The Coal Mines Regulation Act 1908 had allowed for an additional 60 hours to be worked annually over and above the eight hours daily, and the owners insisted on the hours being worked.)

No boy aged under 14 could be employed below ground unless they had been working below ground before the act was passed. Boys under 16 could not be employed above ground at night, although they could be employed underground.

The act brought in strict regulations to provide for the general welfare of pit ponies working in the mines, although the use of ponies would continue for many years.

The act provided that a manager or under-manager had to personally supervise each mine on a daily basis.
It established the Mining Qualifications Board to ensure that colliery managers and under-managers, firemen, deputies and shot-firers who would be wholly or partly responsible for mining safety were suitably qualified, and to issue certificates of competence.

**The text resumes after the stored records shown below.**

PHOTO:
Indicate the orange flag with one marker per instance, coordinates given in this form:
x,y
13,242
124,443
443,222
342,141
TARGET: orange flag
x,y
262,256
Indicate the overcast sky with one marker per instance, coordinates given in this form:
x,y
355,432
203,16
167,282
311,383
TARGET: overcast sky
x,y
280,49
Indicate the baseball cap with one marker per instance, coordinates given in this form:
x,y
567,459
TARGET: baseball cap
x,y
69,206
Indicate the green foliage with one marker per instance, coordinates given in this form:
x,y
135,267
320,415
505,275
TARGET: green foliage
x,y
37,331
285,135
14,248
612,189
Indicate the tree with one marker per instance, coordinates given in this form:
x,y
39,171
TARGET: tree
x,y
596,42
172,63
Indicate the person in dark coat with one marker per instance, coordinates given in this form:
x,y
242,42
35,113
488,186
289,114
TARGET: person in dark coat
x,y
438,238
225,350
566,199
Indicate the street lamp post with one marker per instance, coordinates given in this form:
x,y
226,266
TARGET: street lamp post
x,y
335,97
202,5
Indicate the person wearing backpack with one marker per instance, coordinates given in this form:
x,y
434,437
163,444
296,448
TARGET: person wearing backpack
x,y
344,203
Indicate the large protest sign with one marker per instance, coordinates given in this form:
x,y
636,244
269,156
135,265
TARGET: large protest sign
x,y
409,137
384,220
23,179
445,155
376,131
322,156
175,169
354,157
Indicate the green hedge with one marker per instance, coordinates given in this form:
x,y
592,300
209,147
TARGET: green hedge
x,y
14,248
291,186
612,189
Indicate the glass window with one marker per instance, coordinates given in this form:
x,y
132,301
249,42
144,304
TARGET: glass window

Mine owners were required to secure disused or abandoned mine openings against accidental entry.

Section 97(1) of the act specified that Welsh-speakers in Wales would be preferred as inspectors of mines in Wales, but the Mines Department did not take this rule seriously.

=== Repealed enactments ===
Section 126 of the act repealed 7 enactments, listed in the fourth schedule to the act.

| Citation | Short title | Extent of repeal |
|---|---|---|
| 50 & 51 Vict. c. 58 | Coal Mines Regulation Act 1887 | The whole act, except sections one, three, twelve, thirteen, fourteen, and fifteen. |
| 59 & 60 Vict. c. 43 | Coal Mines Regulation Act 1896 | The whole act. |
| 63 & 64 Vict. c. 21 | Mines (Prohibition of Child Labour Underground) Act 1900 | The whole act so far as it relates to mines to which this Act applies. |
| 3 Edw. 7. c. 7 | Coal Mines Regulation Act (1887) Amendment Act 1903 | The whole act. |
| 6 Edw. 7. c. 53 | Notice of Accidents Act 1906 | Sections one, two, three, and five so far as they relate to mines to which this Act applies. |
| 7 Edw. 7. c. 10 | Employment of Women Act 1907 | Section one, so far as it relates to the Coal Mines Regulation Act 1887. |
| 10 Edw. 7. & 1 Geo. 5. c. 15 | Mines Accidents (Rescue and Aid) Act 1910 | The whole act so far as it relates to mines to which this Act applies. |

== Subsequent developments ==
The second paragraph of section 62 of the act from " but any tub " to the end of the paragraph was repealed by section 1(1) of, and the first schedule to, the Statute Law Revision Act 1950 (14 Geo. 6. c. 6), which came into force on 23 May 1950.

The whole act was repealed by section 189 of, and the fifth schedule to, the Mines and Quarries Act 1954 (2 & 3 Eliz. 2. c. 70), which came into operation on 1 January 1957.